The Taliban promised the valley’s residents, who are ethnically different from the Taliban’s majority Pashtun, that no “discriminatory act” would be taken against them.

Hardliner?

The Taliban have tried to convince Afghans and foreign countries that they will not return to their previous ruthless rule when they carried out horrific public punishments and prevented women and girls from participating in public life.

However, media reports have time and again brought up intolerant antics of the Taliban soldiers towards Afghans, despite promises of Amnesty.

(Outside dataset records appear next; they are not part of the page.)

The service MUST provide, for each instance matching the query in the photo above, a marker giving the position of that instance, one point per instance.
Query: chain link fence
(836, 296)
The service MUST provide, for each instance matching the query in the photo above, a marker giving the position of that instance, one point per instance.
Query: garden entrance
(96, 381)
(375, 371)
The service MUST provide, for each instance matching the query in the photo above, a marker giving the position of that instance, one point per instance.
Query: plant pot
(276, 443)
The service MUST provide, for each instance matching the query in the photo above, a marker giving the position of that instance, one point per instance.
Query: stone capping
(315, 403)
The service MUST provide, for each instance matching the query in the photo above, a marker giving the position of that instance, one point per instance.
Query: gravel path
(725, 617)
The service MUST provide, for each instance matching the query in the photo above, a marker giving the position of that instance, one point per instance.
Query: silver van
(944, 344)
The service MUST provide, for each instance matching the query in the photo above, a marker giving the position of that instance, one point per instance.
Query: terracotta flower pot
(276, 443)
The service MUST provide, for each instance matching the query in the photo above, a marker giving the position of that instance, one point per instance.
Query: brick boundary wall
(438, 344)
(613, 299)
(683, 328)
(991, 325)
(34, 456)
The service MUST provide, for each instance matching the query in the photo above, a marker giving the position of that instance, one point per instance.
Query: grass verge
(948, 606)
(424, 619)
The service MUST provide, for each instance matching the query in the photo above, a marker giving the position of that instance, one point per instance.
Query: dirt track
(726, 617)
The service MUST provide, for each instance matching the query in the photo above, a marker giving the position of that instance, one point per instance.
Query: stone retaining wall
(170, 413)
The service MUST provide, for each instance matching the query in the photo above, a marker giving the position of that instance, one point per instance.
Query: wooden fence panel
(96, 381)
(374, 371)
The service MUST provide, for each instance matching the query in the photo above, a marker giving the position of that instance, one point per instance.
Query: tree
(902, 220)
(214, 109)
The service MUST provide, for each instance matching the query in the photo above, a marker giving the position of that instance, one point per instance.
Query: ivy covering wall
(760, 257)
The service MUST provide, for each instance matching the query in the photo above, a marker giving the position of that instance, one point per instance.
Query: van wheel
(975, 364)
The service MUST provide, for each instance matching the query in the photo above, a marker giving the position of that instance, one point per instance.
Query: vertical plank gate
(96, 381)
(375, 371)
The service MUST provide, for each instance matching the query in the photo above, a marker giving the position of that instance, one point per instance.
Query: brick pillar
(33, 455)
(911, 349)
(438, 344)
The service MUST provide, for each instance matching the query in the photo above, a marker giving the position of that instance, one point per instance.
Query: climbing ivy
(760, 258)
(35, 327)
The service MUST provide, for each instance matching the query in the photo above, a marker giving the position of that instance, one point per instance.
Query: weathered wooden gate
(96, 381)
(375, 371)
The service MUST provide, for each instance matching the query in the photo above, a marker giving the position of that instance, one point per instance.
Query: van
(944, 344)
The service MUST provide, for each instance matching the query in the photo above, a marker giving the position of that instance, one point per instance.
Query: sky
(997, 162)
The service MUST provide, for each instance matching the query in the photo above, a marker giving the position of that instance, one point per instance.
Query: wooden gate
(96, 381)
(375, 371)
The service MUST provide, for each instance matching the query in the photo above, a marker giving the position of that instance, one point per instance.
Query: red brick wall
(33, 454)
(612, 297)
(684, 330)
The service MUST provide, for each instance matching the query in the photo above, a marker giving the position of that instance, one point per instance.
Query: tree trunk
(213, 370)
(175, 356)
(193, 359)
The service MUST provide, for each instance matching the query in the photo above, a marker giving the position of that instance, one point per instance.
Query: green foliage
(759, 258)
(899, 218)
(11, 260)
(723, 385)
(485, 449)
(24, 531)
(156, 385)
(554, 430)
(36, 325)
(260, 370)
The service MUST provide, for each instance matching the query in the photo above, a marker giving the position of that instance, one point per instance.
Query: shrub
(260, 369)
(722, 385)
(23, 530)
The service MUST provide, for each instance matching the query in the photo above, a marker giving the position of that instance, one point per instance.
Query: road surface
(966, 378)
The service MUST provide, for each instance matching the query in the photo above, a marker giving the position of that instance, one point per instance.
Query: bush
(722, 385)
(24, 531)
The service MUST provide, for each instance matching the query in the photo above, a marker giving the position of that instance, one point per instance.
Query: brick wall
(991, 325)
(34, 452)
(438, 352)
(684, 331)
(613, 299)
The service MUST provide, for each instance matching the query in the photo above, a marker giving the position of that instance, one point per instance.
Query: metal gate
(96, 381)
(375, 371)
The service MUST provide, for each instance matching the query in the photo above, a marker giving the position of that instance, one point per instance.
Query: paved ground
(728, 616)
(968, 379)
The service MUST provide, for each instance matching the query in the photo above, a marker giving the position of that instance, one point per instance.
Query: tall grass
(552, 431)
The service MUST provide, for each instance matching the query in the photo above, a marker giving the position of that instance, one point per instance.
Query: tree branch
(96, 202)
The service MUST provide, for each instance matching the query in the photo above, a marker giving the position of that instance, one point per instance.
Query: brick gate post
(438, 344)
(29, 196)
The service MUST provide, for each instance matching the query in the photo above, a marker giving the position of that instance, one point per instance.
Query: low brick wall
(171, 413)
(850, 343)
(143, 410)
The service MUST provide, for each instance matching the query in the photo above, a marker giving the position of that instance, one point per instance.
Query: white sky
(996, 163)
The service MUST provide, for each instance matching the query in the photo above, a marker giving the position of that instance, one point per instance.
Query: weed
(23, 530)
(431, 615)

Reuters reported, female students were separated in class with curtains and taught separately, or restricted to particular portions of the campus, according to teachers and students at universities in Afghanistan’s main cities, Kabul, Kandahar, and Herat.

Before the Taliban took power, female students sat separately from males in university classes, but classrooms were not physically divided, according to one female student, Reuters reported.

The Taliban is known for their Austere interpretation of the Koran.

Crumbling

Afghanistan since the 19th Century has been through a rough fate and so were its citizens. War, inflation, corruption and a bad name in the international community have whacked the nation of its growth.

Twenty years on, millions of Afghans remained susceptible to political turmoil, violence and at risk of war, despite Western baked governments’ experiment with democracy for two decades.

As of now, hundreds of medical facilities in Afghanistan are reportedly at risk of closing because Western donors are prohibited from dealing with the Taliban, according to a World Health Organization official.

The WHO is attempting to bridge the gap by supplying supplies, equipment, and funding to 500 health centres, as well as coordinating medical delivery with Qatar, according to Rick Brennan, the UN health agency’s regional emergency director.